Reviewed by Greg Wells, PhD

It was February in Toronto, Canada, during the lockdowns of the pandemic, and Greg Wells, PhD, was so very tired.

“I was struggling with fatigue, general mental health, and feeling a bit down,” he says.

A former elite swimmer, Dr. Wells had long used chilly baths and sweaty saunas as recovery tools. He was also familiar with the teachings of Wim Hof, the bearded Dutch athlete who’d earned fame for swimming in icy waters.

So when Dr. Wells noticed thin sheets of ice floating on Lake Ontario, mere steps from his home, he thought, “Why not?”

He called an old swimming friend to serve as his lifeguard, changed into his swim trunks, trudged through the snow, and waded in.

Pins and needles attacked every nerve ending.

He focused on his breathing as he tried to become one with the wickedly painful moment. A minute later, he was drying off and on his way home.

Greg Wells, PhD, soaking in a partially frozen Lake Ontario. Photo credit: Judith Wells.

Later, after changing into warm clothes and relaxing with a hot beverage, Dr. Wells noticed something.

“I felt exhilarated—and much happier,” he says. “That was the moment that sparked my passionate engagement with these practices.”

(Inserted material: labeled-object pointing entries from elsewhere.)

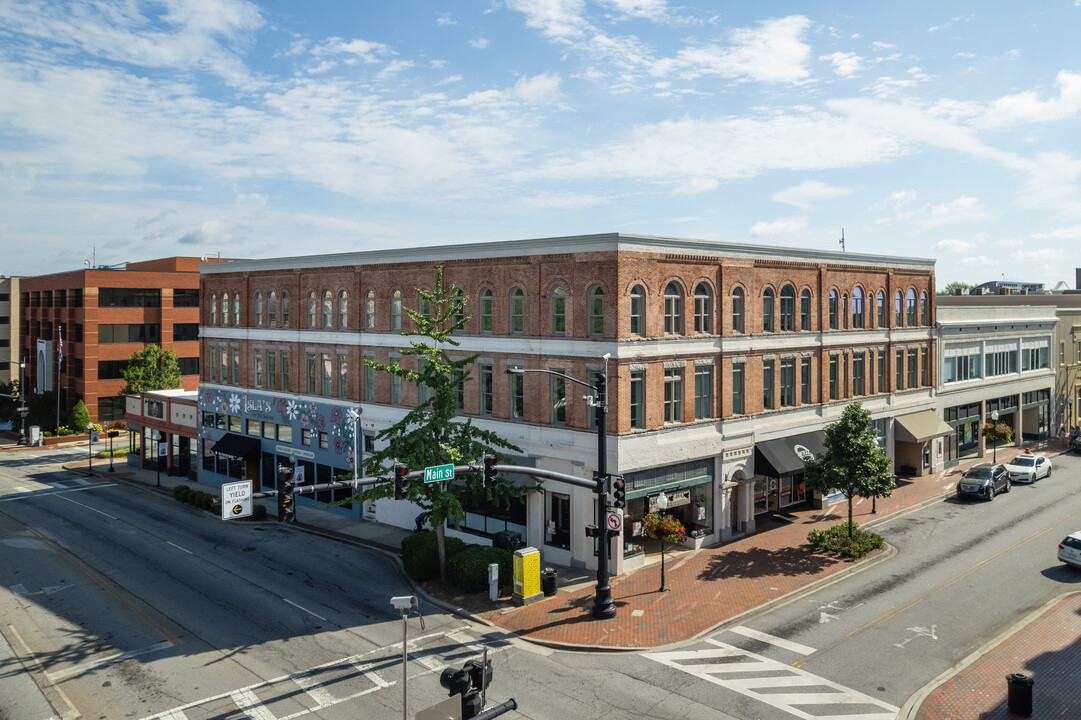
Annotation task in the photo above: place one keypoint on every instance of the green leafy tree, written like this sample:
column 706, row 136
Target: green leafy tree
column 79, row 417
column 432, row 432
column 151, row 369
column 952, row 288
column 852, row 462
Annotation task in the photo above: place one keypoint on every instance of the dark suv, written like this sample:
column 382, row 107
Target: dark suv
column 984, row 480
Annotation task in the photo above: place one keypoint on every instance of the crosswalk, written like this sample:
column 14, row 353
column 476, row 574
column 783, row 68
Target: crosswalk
column 789, row 689
column 321, row 687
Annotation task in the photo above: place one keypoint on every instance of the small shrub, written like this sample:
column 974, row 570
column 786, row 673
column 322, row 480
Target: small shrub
column 836, row 540
column 468, row 569
column 421, row 555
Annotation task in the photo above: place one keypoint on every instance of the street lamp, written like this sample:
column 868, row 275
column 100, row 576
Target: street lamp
column 358, row 461
column 995, row 439
column 603, row 603
column 662, row 506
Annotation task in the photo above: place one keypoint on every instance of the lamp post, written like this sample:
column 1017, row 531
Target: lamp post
column 663, row 505
column 995, row 440
column 603, row 603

Popularized by Wim Hof (widely known as “the Iceman”), cold plunge groups have popped up all over the world—and now boast hundreds, even thousands, of members.

Yet, the practice is nothing new, dating back thousands of years to ancient Roman frigidoriums.

Similarly, heat therapy—in the form of saunas, sweat lodges, and hot tubs—has been with us, in one form or another, for just as long.

In the following article, we’ll explore:

  • What are the actual, scientifically-vetted health benefits of these sweat- and shiver-producing practices?
  • What’s the best temperature and duration?
  • Is heat better than cold? Are saunas better than hot tubs?
  • Could your ordinary everyday shower or bathtub offer benefits?
  • Perhaps most importantly: Are hot and cold plunges something you should be doing—or encouraging your clients to do?

We sort the hype from the science—and share accessible protocols that nearly anyone can try.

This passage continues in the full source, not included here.